5. Sprinkle with the cilantro, and serve.
ORANGE BEETS WITH ALMONDS
Yield: 6 servings
6 medium-size beets (about 2 inches), with tops cut to within 1 inch
1 1/2 cups freshly squeezed orange juice
Zest of 1 orange, finely peeled into thin strips
2 tablespoons olive oil
Salt and pepper, to taste
1/2 cup sliced almonds
1. Preheat oven to 400˚ F.
2. Scrub beets well and wrap them individually in foil. Place them on a baking sheet and roast until they can be easily pierced with a skewer, about 1 hour. Remove from oven and allow to cool.
3. When cool enough to handle, remove beets from foil, cut off tops and slip off skin (those gloves that food handlers wear are great for this purpose). Cut beets into 1 1/2-inch cubes.
4. Combine orange juice and orange zest in a large skillet and boil over medium-high heat until reduced to 1/2 cup. Whisk in the oil and add the beets. Continue cooking, stirring frequently, until liquid is reduced to a thick glaze. Add salt and pepper to taste.
2. Meanwhile, heat a medium skillet over medium heat and toast almonds until just golden, 1 to 2 minutes. Serve beets in their juice with almonds scattered on top.
Notes: Begin testing the beets with a skewer after 45 minutes of roasting, and remove the smaller ones from the oven as they are done. Large beets can take up to 1 1/2 hours.
Be sure not to include any pith (white part) with the orange zest or the dish will be bitter. An easier method (although not as dramatic in presentation) is to finely grate the zest with a Microplane or rasp.

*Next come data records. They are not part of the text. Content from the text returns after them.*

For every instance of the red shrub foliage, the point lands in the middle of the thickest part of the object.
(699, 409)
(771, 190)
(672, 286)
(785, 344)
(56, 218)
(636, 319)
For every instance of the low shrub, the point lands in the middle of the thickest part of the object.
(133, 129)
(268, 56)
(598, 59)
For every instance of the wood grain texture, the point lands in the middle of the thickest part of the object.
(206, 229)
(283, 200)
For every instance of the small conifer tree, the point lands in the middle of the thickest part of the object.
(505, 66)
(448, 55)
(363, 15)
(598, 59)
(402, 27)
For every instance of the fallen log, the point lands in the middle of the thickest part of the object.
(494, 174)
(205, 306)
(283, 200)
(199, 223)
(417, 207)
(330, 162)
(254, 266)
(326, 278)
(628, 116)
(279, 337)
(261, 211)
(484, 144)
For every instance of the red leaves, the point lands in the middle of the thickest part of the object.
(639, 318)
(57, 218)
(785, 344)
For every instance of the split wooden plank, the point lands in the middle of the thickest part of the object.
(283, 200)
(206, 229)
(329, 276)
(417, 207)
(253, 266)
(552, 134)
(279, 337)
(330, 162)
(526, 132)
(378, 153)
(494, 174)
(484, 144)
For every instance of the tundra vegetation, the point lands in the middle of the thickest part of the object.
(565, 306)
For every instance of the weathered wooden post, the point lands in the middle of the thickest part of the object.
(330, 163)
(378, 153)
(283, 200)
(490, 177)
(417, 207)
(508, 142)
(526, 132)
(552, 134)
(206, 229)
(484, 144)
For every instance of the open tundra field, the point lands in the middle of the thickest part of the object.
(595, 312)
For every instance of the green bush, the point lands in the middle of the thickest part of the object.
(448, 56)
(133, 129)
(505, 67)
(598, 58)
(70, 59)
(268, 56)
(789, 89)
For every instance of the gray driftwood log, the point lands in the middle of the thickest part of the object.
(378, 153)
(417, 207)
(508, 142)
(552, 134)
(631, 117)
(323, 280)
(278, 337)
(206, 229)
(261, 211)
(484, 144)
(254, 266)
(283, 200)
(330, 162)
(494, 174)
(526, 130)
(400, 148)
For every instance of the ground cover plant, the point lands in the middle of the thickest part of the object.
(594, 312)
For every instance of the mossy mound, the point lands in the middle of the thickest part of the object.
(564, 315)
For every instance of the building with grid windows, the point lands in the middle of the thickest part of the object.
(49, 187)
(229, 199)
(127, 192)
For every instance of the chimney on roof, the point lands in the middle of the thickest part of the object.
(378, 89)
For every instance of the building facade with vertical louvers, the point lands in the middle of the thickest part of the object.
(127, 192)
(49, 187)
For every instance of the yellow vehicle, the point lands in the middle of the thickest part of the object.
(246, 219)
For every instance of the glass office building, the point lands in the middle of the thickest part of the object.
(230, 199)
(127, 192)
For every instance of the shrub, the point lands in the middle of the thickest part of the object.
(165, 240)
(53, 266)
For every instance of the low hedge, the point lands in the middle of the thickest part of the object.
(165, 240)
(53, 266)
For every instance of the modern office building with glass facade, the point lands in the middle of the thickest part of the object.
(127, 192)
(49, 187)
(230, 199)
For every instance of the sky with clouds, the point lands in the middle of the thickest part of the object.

Adapted from "The Healthy Jewish Cookbook by Michael van Straten
APRICOT JELLY ROLL
Source: "Passover Cookery" by Joan Kekst
Yield: 12 servings
4 eggs, room temperature, separated
3/4 cup extra fine sugar, divided
2 teaspoons lemon juice
1 teaspoon grated lemon zest
5 tablespoons potato starch
Pinch of salt
Passover confectioners' sugar
12 ounces dried apricots, chopped
1 3/4 cup water
3 strips orange zest
2 tablespoons fresh lemon juice
1/2 cup sugar
2 tablespoons Passover orange liqueur or white wine
1 tablespoon confectioners' sugar
6 large whole apricots
1 ounce semi-sweet chocolate
Preheat oven to 350° F. Grease a 10 by 15-inch jellyroll pan. Line with parchment paper, allow ends to overhang 1 inch.
In a large bowl of an electric mixer, beat one whole egg and 3 yolks until thick and color lightens. Gradually add all but 2 tablespoons sugar, the lemon juice and zest. Sift potato starch over mixture and incorporate with a rubber scraper.
In another large clean bowl, with clean beaters, beat 3 egg whites until foamy on medium low speed. Add a pinch of salt, gradually increase speed, add 2 T sugar, beat until shiny and stiff.
Fold whites into yolk mixture in three additions. Spread the batter evenly in prepared pan. Bake 25 minutes. Cake will spring back when lightly touched. Spread a towel on the counter and lightly sift with Passover confectioner's sugar. Turn cake onto towel, remove paper, gently roll up cake in towel and cool. May be chilled to fill later.
Fill with apricot filling. Dust with Passover confectioner's sugar. Garnish with chocolate dipped apricots.
In a medium pan, combine diced apricots, water, lemon juice and orange zest. Bring to a simmer, cover. Cook 20 minutes until water is reduced to half and apricots are soft. Stir in sugar, cook on low, uncovered, to thicken mixture and evaporate liquid.
Remove from heat, cool 10 minutes. Transfer to processor. Puree until smooth, add orange liqueur or wine; consistency will be like mayonnaise. Transfer to bowl, cover and chill one hour or more. Bring to room temperature until spreadable. Thin if necessary or filling may break the delicate jellyroll or layer cake.
Assemble cake; sift with confectioners' sugar. Melt chocolate; coat half of each whole apricot in chocolate. Chill on wax paper to set chocolate. Garnish the apricot filled cake.